Performers' rights have come in to existence in Australia through a process of development and ratification of international treaties. Australian copyright law was formally introduced in the early part of the 20th Century[1] and was based on the British Statute of Anne 1709. The 1959 Spicer Committee Report was the main influence behind the drafting of the Copyright Act 1968 (Cth) (Copyright Act), which replaced the 1905 act. However, until 1989, the Copyright Act was silent on the rights of performers.

Copyright harmonisation between participating nations was effected by the 1886 Berne Convention, a mechanism providing specific categories of copyright, minimum protections and standardisation of the duration of copyright. A number of subsequent conventions and treaties have attempted to keep pace with the advancement of technology including Berlin (1908) integrating photography, film and sound recordings, Rome (1928) adding broadcasting and Brussels (1948) adding television.

The Rome Convention (1961) for the Protection of Performers, Producers of Phonograms & Broadcasting Organisations developed the concept of “neighbouring rights”. These are rights that “neighbour” on copyright, giving protection to performers in their performances, record producers in their sound recordings and broadcasters in radio and television transmissions. In contrast to the well established argument that only creators should enjoy the benefits of copyright with these neighbouring rights producers and broadcasters are given similar rights to creators despite using the works of others as raw material for the purpose of communicating the product to the public.
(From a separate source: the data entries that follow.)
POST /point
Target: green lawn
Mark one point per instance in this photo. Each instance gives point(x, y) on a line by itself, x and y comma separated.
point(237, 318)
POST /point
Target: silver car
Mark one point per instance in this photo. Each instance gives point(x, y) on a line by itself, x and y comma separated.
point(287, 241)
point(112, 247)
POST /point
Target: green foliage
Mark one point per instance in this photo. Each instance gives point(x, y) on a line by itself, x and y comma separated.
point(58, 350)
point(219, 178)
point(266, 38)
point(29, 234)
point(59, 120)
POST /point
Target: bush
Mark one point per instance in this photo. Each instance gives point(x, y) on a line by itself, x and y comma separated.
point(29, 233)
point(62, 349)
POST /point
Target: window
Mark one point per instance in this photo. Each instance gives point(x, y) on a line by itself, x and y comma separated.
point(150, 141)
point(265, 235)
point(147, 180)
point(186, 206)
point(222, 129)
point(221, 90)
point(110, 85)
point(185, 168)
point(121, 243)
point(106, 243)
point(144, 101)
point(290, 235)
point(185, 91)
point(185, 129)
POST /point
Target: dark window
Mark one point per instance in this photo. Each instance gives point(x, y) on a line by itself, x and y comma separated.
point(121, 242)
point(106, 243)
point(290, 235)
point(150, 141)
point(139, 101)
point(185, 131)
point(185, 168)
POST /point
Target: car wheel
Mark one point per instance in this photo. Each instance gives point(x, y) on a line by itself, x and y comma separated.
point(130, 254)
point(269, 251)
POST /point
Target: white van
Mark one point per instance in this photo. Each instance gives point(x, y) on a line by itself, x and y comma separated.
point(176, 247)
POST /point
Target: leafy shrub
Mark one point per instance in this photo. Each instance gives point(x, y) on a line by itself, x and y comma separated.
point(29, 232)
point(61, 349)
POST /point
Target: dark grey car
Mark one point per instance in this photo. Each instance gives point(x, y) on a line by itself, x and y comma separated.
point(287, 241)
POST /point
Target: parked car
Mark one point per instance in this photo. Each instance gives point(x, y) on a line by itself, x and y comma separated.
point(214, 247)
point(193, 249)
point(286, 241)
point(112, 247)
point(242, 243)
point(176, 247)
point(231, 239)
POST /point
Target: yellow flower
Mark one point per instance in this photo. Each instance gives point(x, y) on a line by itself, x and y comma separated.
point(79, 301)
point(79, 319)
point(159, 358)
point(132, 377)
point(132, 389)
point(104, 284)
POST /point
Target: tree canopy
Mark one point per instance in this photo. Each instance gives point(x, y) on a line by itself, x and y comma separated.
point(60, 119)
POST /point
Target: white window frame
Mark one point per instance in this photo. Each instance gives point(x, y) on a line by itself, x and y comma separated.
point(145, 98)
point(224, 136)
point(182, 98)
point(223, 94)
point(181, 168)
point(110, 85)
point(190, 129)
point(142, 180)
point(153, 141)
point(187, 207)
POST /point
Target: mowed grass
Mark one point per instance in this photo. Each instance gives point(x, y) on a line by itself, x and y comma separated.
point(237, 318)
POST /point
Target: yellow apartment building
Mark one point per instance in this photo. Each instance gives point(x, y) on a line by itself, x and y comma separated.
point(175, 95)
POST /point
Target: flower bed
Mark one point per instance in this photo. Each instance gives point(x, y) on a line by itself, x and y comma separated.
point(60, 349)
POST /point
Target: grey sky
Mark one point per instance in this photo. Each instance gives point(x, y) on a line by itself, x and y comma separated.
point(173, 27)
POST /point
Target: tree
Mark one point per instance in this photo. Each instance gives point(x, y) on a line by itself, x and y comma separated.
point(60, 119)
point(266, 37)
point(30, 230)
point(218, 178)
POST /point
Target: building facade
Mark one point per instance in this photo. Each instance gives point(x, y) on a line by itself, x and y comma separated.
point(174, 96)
These rights were incorporated into Australian domestic law as Part XIA of the Copyright Act, following a report on the issue of performers' rights by the Copyright Law Review Committee (CLRC) in 1987. Part XIA gives performers the right to prevent unauthorised recordings of a live performance and the right to prevent the copy, sale or distribution of unauthorised recordings. Only “neighbouring” rights were given under these amendments as a majority of the committee believed that granting performers copyright would create practical problems for producers and broadcasters resulting in a disincentive to use and exploit Australian performances.[2]

Developments in performer's rights internationally

The World Intellectual Property Organisation (WIPO) was established in 1967 to administer international treaties in the field of intellectual property. WIPO operates in tandem with the World Trade Organisation (WTO) and the 1993 Agreement on Trade Related Aspects of Intellectual Property (TRIPS). In 1996, the WIPO Copyright Treaty (WCT) and the WIPO Performance and Phonograms Treaty (WPPT) were concluded. The WPPT grants protection including moral rights to performers in relation to sound recordings and to record companies. These rights are only available for fixed, purely aural performances.
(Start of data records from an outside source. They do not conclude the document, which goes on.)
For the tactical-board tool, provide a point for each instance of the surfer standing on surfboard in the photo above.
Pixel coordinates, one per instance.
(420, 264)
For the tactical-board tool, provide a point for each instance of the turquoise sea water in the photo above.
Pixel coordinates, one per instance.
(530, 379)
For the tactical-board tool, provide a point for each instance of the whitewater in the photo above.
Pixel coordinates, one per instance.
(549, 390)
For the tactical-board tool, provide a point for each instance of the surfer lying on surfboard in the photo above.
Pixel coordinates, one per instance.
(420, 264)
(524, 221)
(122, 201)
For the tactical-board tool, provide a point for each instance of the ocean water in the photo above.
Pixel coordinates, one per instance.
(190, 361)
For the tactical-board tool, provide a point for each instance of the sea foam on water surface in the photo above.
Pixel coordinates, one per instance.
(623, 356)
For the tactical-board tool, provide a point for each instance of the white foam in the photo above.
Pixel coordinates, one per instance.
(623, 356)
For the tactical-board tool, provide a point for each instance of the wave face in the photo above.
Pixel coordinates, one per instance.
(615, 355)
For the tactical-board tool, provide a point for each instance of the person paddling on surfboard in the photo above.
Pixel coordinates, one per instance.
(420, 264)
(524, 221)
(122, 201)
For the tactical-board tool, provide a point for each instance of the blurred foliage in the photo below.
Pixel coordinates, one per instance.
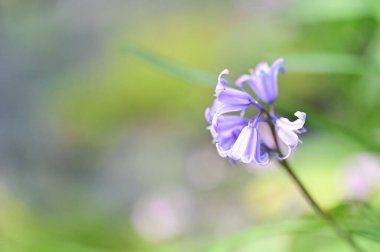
(160, 62)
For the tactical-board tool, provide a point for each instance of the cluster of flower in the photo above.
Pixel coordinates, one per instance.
(239, 138)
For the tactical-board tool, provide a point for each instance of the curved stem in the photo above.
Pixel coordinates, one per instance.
(327, 217)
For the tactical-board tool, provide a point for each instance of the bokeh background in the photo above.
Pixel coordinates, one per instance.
(103, 143)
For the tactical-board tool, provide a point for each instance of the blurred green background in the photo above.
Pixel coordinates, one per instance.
(103, 143)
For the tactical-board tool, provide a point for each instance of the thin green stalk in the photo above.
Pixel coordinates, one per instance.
(327, 217)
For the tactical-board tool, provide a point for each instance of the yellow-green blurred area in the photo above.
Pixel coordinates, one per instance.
(103, 141)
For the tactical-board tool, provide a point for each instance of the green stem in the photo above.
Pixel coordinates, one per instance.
(327, 217)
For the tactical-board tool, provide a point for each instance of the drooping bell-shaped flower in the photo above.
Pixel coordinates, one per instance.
(247, 147)
(263, 80)
(226, 129)
(230, 99)
(287, 131)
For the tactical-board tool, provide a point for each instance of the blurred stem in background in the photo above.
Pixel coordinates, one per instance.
(327, 217)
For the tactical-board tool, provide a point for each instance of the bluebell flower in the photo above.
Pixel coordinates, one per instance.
(247, 147)
(237, 137)
(263, 80)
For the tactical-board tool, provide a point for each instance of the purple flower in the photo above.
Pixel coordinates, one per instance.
(247, 147)
(263, 80)
(287, 131)
(238, 138)
(230, 99)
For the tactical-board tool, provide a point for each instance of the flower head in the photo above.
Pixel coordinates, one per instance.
(263, 80)
(237, 137)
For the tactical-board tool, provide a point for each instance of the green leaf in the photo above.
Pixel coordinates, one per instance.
(324, 63)
(192, 75)
(327, 10)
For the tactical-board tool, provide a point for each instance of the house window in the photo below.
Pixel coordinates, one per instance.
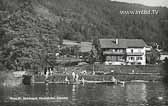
(131, 58)
(139, 58)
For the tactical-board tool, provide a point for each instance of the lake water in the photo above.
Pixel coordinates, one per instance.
(132, 94)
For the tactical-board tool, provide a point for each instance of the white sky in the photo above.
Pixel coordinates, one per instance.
(147, 2)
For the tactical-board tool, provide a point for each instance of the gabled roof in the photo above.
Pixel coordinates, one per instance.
(122, 43)
(85, 46)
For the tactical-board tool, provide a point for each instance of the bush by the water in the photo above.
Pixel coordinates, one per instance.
(165, 70)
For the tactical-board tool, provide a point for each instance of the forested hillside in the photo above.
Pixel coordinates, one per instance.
(28, 27)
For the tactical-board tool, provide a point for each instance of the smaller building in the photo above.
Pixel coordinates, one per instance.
(163, 55)
(85, 50)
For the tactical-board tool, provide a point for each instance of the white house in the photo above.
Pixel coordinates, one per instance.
(123, 51)
(163, 55)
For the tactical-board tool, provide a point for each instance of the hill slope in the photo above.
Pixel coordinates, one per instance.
(40, 21)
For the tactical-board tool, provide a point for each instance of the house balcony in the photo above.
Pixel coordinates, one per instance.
(113, 53)
(135, 54)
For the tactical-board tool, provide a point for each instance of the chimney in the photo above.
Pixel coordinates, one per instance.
(117, 41)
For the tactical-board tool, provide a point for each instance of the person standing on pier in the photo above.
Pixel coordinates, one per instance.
(77, 77)
(73, 76)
During the 1996 diplomatic conference in Geneva, the 127 participating WIPO member countries were unable to agree on a method for harmonising legislation that would guarantee protection of the rights of audiovisual performers. The resulting WPPT treaty does not provide any mechanism for protection to be granted to actors. The subsequent Diplomatic Conference on Audiovisual Performances in 2000 provided the 120 member countries with a forum to continue discussions. Again, no resolution was reached on the outstanding issue of how audiovisual performers could transfer their rights. The issue is important as it would enable producers or directors to control the bundle of rights within the audiovisual production, thus allowing for an easier means of administering and licensing the production. Had agreement been reached, performers who were nationals of countries ratifying the agreement would enjoy rights over distribution and public broadcast of audiovisual works embodying their performances.
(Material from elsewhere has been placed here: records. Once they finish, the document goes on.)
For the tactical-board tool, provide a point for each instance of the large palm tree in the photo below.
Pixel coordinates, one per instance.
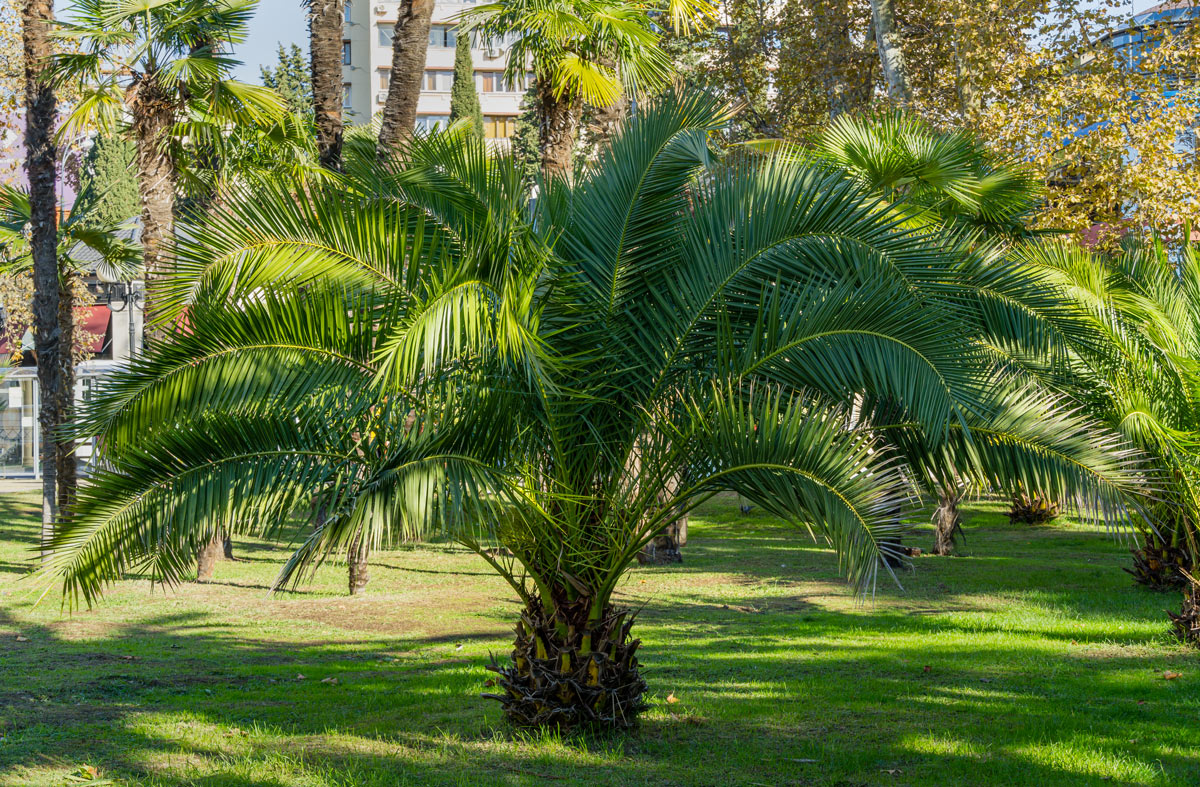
(144, 67)
(412, 349)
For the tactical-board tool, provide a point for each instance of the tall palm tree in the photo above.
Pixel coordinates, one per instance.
(411, 349)
(581, 52)
(143, 67)
(41, 169)
(325, 18)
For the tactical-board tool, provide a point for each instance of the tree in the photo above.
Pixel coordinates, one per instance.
(292, 78)
(108, 186)
(409, 43)
(41, 169)
(325, 19)
(532, 385)
(463, 98)
(155, 66)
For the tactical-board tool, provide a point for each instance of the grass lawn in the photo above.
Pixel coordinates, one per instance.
(1032, 660)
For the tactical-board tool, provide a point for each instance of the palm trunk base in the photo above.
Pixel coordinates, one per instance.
(207, 557)
(1187, 622)
(551, 680)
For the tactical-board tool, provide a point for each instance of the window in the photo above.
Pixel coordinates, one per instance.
(442, 36)
(499, 126)
(432, 122)
(438, 80)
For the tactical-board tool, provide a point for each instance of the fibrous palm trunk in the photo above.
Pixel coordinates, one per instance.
(41, 170)
(887, 36)
(569, 672)
(357, 558)
(557, 119)
(64, 446)
(409, 43)
(154, 115)
(947, 521)
(325, 48)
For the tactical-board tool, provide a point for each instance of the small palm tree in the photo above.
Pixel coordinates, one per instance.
(419, 348)
(143, 67)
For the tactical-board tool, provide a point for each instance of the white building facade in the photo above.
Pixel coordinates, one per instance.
(366, 68)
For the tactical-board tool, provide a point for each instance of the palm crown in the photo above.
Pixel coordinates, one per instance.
(419, 348)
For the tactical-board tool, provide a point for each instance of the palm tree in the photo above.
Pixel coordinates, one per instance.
(42, 173)
(83, 239)
(1140, 374)
(325, 38)
(145, 67)
(582, 52)
(411, 349)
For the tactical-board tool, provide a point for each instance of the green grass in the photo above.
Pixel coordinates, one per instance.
(1032, 660)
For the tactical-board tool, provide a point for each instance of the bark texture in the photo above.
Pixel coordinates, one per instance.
(41, 170)
(325, 47)
(565, 673)
(409, 43)
(557, 120)
(887, 36)
(154, 115)
(358, 565)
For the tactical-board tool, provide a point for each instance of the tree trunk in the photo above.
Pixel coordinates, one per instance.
(895, 72)
(325, 47)
(154, 114)
(41, 170)
(409, 43)
(947, 521)
(207, 557)
(557, 118)
(65, 455)
(357, 558)
(568, 671)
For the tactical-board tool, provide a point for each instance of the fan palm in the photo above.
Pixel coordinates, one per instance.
(418, 348)
(144, 65)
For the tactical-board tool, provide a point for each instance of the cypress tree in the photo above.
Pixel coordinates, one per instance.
(463, 98)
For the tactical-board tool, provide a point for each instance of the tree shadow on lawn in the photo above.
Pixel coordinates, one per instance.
(768, 691)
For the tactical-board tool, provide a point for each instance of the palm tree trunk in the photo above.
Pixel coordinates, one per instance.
(358, 562)
(41, 170)
(570, 668)
(557, 118)
(154, 115)
(325, 46)
(895, 71)
(65, 457)
(947, 521)
(409, 43)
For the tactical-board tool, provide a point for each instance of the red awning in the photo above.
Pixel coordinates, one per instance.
(95, 320)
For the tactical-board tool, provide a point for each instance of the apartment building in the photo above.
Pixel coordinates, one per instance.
(366, 68)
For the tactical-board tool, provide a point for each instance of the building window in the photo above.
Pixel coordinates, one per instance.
(442, 36)
(438, 80)
(499, 126)
(432, 122)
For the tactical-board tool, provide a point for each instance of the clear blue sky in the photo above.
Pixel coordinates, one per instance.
(275, 22)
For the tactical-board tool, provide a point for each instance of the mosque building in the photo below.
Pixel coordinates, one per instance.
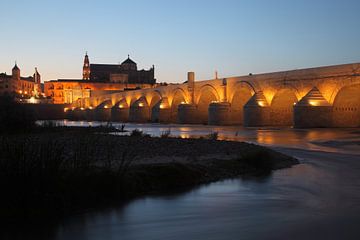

It has been suggested that the inability to agree on adequate protection of audiovisual performers at the international level was attributable to US trade representatives.[3] The American entertainment industry is the second largest export industry in the US after the aerospace and aviation sector.[4] Seemingly influenced by the power of Hollywood producers, the US opposed setting universal standards for the protection of audiovisual performers, content to rely on national protection found via its employment law, labour law, the Screen Actors Guild (SAG) agreement and individually negotiated contracts, all of which generally ensure an automatic transfer of rights to the producer.[5]

Differences in protection for audio performers versus audiovisual performers

With Australia's accession to the WPPT and WCT and the implementation of the Australia–United States Free Trade Agreement (AUSFTA), copyright legislation was significantly amended to give performers copyright in audio, but not audiovisual, recordings of their performances.[6] Since 1 January 2005, aural performers are considered first owners of the copyright in a sound recording of their performance along with the owners of the master recording – traditionally the record company.[7]

Being co-owner of copyright, the performer has the right to copy the sound recording, cause it to be heard in public, communicate or broadcast it and exercise commercial control over rental of the recording.[8] Under the Copyright Act, a performer may bring an action for unauthorised use or distribution of his or her aural performance as embodied in a sound recording, and may seek remedies including an injunction or damages. Audiovisual performers remain outside of these provisions and once permission for the recording or broadcast of their audiovisual performance is given, they have no further rights.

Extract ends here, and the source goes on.